Tuesday, December 9, 2014

"The Babadook" by by Jed Kurzel




The Australian horror film "The Babadook" (dir. Jennifer Kent) is a feast for eyes and ears. The whole team involved in shaping the sound of the film does great work here; Frank Lipson's sound design is excellent and does well in avoiding stock horror effects that even good horror movies too often can't seem to avoid; the placement of music, original and otherwise, is perfect, and Jed Kurzel's score is superb. The music remains on the periphery for most of the film and sets us ill at ease while remaining eerily beautiful and also quite melodic; a quality that is often missing from modern day horror. Kurzel's sound sculptures tend to hang in the center of the stereo field while we're surrounded by unsettling yet gorgeous chimes and bells and music boxes in long reverbs.

The film itself is abundant with fresh ideas. Like any good horror movie, it is about much more than monsters.

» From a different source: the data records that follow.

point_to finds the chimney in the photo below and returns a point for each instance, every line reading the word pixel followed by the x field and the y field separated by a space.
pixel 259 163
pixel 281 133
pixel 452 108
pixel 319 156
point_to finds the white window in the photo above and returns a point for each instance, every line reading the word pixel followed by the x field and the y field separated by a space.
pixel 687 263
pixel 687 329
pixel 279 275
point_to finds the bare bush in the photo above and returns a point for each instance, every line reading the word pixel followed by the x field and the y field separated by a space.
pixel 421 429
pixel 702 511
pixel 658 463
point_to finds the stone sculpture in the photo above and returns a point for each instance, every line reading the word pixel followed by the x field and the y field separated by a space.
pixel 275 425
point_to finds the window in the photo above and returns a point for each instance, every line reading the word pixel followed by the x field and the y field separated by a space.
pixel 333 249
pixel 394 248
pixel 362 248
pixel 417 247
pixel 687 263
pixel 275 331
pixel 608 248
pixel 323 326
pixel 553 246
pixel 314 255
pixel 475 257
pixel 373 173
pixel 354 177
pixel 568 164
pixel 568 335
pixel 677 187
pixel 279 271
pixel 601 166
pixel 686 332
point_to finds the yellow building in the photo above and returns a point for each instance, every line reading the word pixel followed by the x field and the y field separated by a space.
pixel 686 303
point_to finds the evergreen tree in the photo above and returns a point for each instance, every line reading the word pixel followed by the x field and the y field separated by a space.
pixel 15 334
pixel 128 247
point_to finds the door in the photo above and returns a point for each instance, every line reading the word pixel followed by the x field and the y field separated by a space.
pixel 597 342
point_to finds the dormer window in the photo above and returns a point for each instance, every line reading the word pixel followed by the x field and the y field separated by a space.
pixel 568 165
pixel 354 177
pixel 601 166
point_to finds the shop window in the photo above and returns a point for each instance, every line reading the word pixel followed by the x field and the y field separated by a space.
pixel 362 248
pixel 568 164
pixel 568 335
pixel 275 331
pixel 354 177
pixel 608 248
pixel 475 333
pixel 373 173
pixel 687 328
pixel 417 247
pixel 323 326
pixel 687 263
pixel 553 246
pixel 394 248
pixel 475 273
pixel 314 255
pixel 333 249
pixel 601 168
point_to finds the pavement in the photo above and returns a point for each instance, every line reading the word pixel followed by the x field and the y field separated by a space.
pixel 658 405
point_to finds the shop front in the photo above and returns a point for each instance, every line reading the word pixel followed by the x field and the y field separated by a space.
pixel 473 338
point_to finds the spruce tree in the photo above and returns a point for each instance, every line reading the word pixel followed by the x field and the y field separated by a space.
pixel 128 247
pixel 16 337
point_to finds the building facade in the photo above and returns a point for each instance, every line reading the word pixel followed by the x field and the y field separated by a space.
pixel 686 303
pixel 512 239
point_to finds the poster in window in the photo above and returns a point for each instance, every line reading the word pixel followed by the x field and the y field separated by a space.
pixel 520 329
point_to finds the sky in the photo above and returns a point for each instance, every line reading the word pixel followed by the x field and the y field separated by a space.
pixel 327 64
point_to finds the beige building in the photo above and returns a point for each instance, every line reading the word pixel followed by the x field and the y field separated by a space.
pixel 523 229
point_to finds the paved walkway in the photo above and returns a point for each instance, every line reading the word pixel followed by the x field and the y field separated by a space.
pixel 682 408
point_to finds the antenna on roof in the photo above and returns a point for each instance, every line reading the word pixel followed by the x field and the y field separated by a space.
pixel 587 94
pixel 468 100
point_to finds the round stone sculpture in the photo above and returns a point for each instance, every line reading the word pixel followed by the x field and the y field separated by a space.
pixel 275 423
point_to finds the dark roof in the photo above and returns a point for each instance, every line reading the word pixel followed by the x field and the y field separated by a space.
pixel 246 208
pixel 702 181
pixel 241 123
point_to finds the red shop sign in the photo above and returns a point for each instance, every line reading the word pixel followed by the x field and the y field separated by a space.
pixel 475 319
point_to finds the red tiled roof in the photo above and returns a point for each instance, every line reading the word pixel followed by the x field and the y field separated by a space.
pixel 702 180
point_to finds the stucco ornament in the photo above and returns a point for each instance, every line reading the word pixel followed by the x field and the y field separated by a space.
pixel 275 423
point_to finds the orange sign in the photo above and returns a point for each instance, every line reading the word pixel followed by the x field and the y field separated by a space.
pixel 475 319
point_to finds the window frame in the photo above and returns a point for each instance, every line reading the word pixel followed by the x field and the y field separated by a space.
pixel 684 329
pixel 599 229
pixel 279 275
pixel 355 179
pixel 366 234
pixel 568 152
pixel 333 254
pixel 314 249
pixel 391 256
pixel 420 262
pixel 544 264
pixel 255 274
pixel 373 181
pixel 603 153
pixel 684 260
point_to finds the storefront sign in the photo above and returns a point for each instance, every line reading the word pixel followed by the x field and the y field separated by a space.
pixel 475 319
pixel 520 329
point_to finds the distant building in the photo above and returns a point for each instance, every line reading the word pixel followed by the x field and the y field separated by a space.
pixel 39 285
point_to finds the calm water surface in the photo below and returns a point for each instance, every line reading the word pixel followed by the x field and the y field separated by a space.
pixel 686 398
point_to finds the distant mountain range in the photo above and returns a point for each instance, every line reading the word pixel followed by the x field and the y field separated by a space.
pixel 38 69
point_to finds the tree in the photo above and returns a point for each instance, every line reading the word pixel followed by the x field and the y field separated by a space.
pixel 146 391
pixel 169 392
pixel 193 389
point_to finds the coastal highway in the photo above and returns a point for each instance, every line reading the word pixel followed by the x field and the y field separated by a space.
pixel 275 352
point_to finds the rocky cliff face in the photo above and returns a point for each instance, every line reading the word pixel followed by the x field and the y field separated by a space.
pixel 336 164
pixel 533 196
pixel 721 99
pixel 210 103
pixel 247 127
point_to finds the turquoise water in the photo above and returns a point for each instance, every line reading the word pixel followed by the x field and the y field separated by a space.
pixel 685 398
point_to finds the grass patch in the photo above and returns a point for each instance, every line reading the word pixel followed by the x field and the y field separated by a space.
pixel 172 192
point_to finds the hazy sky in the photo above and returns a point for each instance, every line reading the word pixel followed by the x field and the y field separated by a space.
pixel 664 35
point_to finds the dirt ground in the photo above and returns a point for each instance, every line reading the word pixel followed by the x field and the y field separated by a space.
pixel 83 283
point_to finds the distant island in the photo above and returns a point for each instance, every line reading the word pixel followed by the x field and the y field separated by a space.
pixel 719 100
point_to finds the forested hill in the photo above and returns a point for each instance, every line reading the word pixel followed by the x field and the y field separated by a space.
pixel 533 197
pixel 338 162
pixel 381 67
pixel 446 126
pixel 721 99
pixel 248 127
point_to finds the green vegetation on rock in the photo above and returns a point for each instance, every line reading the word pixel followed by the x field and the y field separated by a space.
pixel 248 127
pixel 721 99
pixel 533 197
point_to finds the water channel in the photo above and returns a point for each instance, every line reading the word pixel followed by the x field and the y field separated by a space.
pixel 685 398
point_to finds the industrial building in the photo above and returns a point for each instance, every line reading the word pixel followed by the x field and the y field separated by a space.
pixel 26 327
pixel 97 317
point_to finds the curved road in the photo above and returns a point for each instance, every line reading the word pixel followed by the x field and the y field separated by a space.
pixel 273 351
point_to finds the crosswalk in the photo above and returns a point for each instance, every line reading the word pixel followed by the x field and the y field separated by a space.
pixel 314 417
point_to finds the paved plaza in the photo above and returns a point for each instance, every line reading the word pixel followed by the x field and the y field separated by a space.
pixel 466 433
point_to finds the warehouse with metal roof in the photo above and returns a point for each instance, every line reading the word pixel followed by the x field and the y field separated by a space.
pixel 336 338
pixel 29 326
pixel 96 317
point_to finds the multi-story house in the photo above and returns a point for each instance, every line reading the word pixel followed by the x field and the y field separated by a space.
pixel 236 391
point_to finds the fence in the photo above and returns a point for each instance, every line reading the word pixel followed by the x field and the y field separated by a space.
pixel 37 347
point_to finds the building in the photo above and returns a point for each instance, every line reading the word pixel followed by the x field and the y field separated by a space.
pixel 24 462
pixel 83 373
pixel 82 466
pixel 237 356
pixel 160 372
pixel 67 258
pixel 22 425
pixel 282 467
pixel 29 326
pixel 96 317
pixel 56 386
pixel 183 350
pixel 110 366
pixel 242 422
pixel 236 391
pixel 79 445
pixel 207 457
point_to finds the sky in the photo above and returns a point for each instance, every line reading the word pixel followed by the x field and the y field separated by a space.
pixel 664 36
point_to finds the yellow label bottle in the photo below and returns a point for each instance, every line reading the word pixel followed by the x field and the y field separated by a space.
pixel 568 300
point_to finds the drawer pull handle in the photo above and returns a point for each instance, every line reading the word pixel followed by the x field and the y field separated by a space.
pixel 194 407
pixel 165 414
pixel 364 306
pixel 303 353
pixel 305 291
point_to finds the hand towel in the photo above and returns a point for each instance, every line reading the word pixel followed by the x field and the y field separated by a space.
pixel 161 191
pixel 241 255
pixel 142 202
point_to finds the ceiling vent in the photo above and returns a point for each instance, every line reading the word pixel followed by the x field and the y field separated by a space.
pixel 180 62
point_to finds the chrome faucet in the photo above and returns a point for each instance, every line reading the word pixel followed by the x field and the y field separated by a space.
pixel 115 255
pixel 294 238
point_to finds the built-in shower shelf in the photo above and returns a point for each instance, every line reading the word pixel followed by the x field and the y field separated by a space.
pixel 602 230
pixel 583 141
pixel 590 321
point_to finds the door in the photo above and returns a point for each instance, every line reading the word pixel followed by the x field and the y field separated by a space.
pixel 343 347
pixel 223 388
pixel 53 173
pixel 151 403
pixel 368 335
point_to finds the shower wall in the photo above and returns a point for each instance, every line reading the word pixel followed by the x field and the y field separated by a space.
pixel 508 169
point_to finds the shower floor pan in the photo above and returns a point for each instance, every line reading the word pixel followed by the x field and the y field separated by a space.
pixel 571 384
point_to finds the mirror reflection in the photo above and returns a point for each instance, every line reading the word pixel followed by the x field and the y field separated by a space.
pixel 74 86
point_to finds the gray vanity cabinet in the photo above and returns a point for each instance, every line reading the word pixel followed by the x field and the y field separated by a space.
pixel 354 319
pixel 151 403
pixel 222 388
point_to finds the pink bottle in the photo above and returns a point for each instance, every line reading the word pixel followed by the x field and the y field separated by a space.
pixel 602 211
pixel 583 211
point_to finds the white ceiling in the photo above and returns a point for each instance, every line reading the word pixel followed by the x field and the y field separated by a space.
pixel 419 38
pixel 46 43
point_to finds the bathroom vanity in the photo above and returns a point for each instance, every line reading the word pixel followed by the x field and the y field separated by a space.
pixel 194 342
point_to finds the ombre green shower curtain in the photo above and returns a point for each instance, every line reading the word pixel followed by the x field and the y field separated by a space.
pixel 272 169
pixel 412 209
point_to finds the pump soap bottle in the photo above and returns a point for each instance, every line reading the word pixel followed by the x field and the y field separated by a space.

As with the score, it avoids stale gimmicks and also injects some ideas we don't see very often in modern day horror: one particularly astonishing scene features the sleep deprived lead character Amelia (very well played by Essie Davis) having a hallucination in which she sees on her TV a sequence of antique films in the style of Méliès' "La Voyage Dans La Lune" or the dream sequence from Charlie Chaplin's "The Kid" in which our monster (the Babadook) appears and reappears.  Later another TV sequence shows a newscast in which Amelia eerily leers out of a window in the background, perhaps the best shot in the film. The original music that lies under the former augments it perfectly with an ambient soundscape without ever overdoing it. A very well made film with one of the best scores I've heard all year.